Symposia Abstracts EEEF 2010: May 16 - 20, 2010

Title: The impacts of environmental stressors on fish behavior

Organizers: Astrid Kodrik-Brown and Sigal Balshine

Abstract: Aquatic habitats are under siege. Multiple stressors such as nutrient overload, acid rain, PCB and heavy metals contamination, endocrine disrupting compounds, hydrological project habitat alteration, aquaculture, and invasive species all pose serious threats to fish and the aquatic habitats they live in. In this symposium we highlight how fish behaviour may be altered by various man-made environmental stressors. We will bring together a group of researchers working on this issue and debate the costs/benefits and merits of using behaviour as a useful biomarker of environmental perturbation.
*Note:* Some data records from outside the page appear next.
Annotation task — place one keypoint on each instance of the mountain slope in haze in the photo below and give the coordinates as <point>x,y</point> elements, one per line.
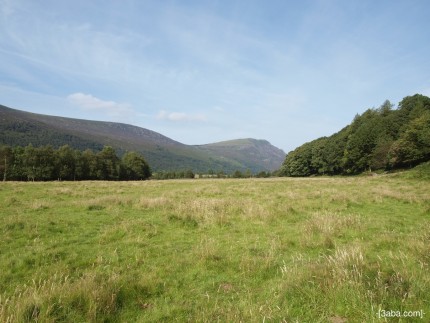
<point>162,153</point>
<point>248,152</point>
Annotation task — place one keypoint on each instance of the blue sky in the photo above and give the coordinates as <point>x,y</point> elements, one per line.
<point>206,71</point>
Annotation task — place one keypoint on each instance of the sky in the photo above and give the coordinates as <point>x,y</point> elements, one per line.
<point>206,71</point>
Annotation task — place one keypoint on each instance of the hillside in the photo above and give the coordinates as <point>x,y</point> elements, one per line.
<point>19,128</point>
<point>248,152</point>
<point>379,139</point>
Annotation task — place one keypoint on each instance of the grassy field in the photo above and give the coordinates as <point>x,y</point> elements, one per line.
<point>308,250</point>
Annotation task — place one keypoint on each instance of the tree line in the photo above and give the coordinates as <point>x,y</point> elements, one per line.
<point>45,163</point>
<point>382,138</point>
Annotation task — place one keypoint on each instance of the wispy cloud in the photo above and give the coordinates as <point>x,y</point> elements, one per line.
<point>89,102</point>
<point>180,117</point>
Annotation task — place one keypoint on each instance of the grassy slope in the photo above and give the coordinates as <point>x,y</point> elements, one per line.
<point>315,250</point>
<point>162,153</point>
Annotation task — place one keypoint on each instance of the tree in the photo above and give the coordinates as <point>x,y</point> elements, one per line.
<point>134,167</point>
<point>66,159</point>
<point>108,164</point>
<point>6,155</point>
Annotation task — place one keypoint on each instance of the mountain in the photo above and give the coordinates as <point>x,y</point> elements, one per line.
<point>379,139</point>
<point>248,152</point>
<point>20,128</point>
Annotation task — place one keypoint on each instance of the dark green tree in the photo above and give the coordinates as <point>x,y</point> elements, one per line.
<point>134,167</point>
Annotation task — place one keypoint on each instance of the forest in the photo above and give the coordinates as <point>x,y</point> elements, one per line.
<point>379,139</point>
<point>45,163</point>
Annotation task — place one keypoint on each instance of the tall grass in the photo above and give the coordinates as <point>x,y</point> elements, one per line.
<point>306,250</point>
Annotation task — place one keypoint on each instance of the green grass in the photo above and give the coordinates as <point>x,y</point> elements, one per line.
<point>307,250</point>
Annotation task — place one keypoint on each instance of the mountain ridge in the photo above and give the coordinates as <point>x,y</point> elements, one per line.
<point>20,128</point>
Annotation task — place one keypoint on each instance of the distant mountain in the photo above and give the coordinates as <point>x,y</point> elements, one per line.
<point>248,152</point>
<point>20,128</point>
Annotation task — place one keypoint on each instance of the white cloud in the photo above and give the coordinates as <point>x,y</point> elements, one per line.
<point>180,116</point>
<point>89,102</point>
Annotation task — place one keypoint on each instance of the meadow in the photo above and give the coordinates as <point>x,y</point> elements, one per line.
<point>344,249</point>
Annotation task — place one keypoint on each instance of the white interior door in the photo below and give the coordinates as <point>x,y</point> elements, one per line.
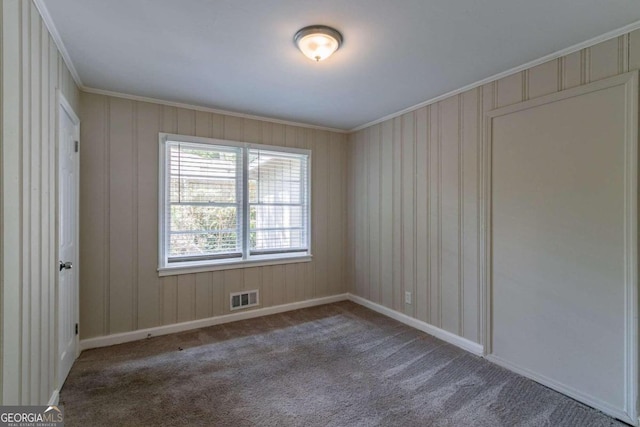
<point>68,170</point>
<point>564,261</point>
Title: How knowledge of behavior can aid salmonid recovery

Organizer: Gene Helfman

Abstract: Native salmonid populations globally have experienced precipitous declines due to combined threats interacting with complex salmonid life histories. Billions of dollars have been spent in the U. S. and Canada alone trying to reverse trends and aid the recovery of endangered stocks. It has long been recognized that different populations exhibit life history traits that reflect local adaptation, and recovery efforts often take into account population-specific ecological characteristics. Less effort has been directed toward understanding possible population-specific behavioral attributes. The aim of this proposed symposium is to bring together researchers whose expertise would allow us to add behavioral knowledge to our tool chest of recovery tactics, thus increasing the likelihood of success in salmonid conservation.


Title: Reconciling fisheries with conservation

Organizers: John Reynolds and Nick Dulvy

Abstract: There has been a long-standing gulf between the traditional aims of fisheries, to maximize sustainable yields, and the traditional aims of conservation, to minimize risk of extinction and wider ecological damage. How “over-exploited” does a population need to be in order to be considered at risk of extinction? There has been a great deal of controversy over this issue, which is very prominent in current discussions about extinction risk criteria, endangered species acts, and international conventions such as CITES and the Convention on Biological Diversity. The objective of this symposium will be to bring together people from a wide variety of backgrounds who have studied these issues with a wide variety of species and contexts, in order to help to reconcile fisheries with conservation.